L'industrie de la volaille est l'un des secteurs économiques les plus prometteurs partout dans le monde incluant les pays à revenu faible ou modéré comme la Tunisie. Actuellement, la volaille est la seconde viande la plus consommée au monde, juste derrière le porc. Selon un rapport de la FAO1, la production mondiale de volailles en 2016 était de 115,8 Mt. Selon ce même rapport, une progression de la production de volailles de 14 % entre 2016 et 2025 est attendue, ce qui ferait de la filière volaille la première production de viandes au monde (131,3 millions de tonnes en 2025). Dans le cas particulier de la Tunisie, l’aviculture est un secteur stratégique qui représente 33% de la production animale, 12% de la production agricole et 59% de la production de viande.
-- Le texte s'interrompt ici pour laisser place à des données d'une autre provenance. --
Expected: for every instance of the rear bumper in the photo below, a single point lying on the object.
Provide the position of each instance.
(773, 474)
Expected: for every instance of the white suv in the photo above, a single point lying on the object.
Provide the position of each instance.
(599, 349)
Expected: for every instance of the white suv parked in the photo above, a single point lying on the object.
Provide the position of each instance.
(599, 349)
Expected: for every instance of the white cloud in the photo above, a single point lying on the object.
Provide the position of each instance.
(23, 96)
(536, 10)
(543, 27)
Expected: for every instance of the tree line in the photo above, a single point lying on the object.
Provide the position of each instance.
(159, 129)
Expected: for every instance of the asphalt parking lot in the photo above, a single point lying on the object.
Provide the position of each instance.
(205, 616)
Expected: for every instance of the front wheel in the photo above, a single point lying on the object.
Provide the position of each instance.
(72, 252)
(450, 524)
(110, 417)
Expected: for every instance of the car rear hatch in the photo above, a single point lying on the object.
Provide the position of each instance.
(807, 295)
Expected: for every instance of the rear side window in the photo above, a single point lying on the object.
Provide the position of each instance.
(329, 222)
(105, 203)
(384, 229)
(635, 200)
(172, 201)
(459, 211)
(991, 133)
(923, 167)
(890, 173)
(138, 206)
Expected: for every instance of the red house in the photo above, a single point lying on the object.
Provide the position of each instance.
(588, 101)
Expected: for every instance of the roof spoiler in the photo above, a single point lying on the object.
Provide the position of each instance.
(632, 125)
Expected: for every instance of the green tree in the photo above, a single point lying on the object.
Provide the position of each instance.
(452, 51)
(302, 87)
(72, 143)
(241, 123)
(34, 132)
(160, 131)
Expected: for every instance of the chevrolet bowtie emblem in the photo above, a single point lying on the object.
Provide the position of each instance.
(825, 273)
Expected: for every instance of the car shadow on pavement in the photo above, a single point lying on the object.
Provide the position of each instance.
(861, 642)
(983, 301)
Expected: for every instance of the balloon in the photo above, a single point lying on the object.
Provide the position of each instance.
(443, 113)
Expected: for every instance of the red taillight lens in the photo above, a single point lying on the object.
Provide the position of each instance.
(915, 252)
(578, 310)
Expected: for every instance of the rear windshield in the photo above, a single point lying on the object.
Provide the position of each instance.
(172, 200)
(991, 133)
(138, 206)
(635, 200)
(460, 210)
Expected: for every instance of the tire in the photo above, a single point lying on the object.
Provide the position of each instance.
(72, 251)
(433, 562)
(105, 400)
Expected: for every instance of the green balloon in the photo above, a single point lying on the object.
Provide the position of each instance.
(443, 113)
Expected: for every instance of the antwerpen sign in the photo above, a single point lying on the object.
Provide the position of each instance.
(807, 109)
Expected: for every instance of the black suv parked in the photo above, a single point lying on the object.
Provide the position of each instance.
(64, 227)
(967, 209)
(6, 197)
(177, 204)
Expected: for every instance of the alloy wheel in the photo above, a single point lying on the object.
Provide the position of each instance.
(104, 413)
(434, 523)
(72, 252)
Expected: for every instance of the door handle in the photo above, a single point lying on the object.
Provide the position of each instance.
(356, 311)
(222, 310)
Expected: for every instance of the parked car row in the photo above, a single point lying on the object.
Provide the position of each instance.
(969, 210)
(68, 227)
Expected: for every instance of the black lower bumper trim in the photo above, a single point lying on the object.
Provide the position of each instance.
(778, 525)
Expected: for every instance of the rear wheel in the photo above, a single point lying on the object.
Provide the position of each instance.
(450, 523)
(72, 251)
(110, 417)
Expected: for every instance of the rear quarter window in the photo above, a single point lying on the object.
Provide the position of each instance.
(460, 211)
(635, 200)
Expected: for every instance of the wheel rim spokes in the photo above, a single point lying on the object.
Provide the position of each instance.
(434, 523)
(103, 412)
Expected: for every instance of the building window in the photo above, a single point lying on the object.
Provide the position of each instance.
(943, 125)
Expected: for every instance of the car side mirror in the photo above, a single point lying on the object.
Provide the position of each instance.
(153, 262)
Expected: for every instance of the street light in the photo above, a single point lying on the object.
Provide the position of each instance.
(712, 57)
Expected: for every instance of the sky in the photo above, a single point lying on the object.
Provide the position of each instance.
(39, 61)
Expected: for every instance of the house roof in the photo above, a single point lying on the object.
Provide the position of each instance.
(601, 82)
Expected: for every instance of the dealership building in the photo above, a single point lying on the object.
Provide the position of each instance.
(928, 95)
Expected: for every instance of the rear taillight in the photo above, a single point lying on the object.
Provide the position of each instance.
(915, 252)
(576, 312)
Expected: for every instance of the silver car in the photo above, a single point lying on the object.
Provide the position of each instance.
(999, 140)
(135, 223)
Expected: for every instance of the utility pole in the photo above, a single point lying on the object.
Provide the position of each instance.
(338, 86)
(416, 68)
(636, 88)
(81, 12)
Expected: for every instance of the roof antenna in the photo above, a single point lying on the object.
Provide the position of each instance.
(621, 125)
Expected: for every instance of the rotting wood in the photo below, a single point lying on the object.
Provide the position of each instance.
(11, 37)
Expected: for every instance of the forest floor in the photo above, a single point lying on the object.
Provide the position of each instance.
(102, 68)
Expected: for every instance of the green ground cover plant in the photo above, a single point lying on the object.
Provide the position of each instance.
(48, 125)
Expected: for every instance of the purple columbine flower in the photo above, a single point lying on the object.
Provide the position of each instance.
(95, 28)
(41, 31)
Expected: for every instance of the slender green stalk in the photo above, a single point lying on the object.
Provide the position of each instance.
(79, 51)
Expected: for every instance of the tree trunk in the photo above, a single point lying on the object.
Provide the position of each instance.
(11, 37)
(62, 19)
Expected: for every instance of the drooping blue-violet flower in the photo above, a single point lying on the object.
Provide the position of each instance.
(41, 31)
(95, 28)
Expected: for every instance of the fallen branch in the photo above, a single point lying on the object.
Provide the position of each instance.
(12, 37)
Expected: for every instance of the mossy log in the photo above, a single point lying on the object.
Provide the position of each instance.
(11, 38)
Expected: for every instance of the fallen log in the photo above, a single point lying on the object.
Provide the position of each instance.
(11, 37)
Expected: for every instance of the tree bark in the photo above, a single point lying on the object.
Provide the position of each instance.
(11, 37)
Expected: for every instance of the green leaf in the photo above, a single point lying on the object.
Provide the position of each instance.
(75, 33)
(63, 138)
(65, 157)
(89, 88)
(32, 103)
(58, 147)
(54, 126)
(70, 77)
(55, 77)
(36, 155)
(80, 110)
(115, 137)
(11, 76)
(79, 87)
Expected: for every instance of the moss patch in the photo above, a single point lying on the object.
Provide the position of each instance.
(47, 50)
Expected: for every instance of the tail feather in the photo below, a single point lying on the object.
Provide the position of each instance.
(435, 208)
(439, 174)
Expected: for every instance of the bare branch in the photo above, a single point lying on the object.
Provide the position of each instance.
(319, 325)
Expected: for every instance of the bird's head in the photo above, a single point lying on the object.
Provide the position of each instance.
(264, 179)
Malgré son énorme potentiel, le secteur avicole est confronté à de nombreuses contraintes pouvant influencer négativement sa rentabilité. En effet, les exploitations avicoles sont soumises à diverses maladies pouvant entraîner des pertes économiques considérables et des conséquences majeures sur la santé humaine. Un des moyens utilisés pour prévenir ces maladies est le recours aux antibiotiques. Pour le poulet de chair, la salinomycine, la virginiamycine et la bacitracine sont trois antibiotiques largement utilisés tout au long de la chaîne de production, de l’étape de démarrage à la finition en passant par la production. Ces antibiotiques sont efficaces contre plusieurs bactéries  à Gram positif telles que Clostridium perfringens responsable de l'entérite nécrotique, une des principales préoccupations des producteurs de poulets de chair conventionnels et biologiques dans le monde2.  Malheureusement, l’utilisation abusive de ces antibiotiques qui possèdent beaucoup de similitudes avec ceux utilisés en médecine humaine a entraîné une augmentation inquiétante du nombre de bactéries multirésistantes (BMR). Cette situation a conduit l’Union Européenne à décréter en 2006 l’interdiction complète des antibiotiques à titre de facteurs de croissance dans les aliments pour animaux. Les premières espèces animales touchées par cette interdiction sont les porcs et les volailles, principales productions à recourir à ce type d’additifs nutritionnels. Malheureusement, ces mesures ne sont pas appliquées partout dans le monde et la situation demeure alarmante dans les pays à revenu faible ou modéré comme la Tunisie où la législation, la surveillance réglementaire et les systèmes de surveillance de l’utilisation des antibiotiques, ainsi que la prévention et le contrôle des BMR, sont faibles ou inadéquats1.La recherche et la mise en place de nouvelles approches alternatives est plus que nécessaire afin de réduire ou d’éliminer progressivement le recours aux antibiotiques en élevage.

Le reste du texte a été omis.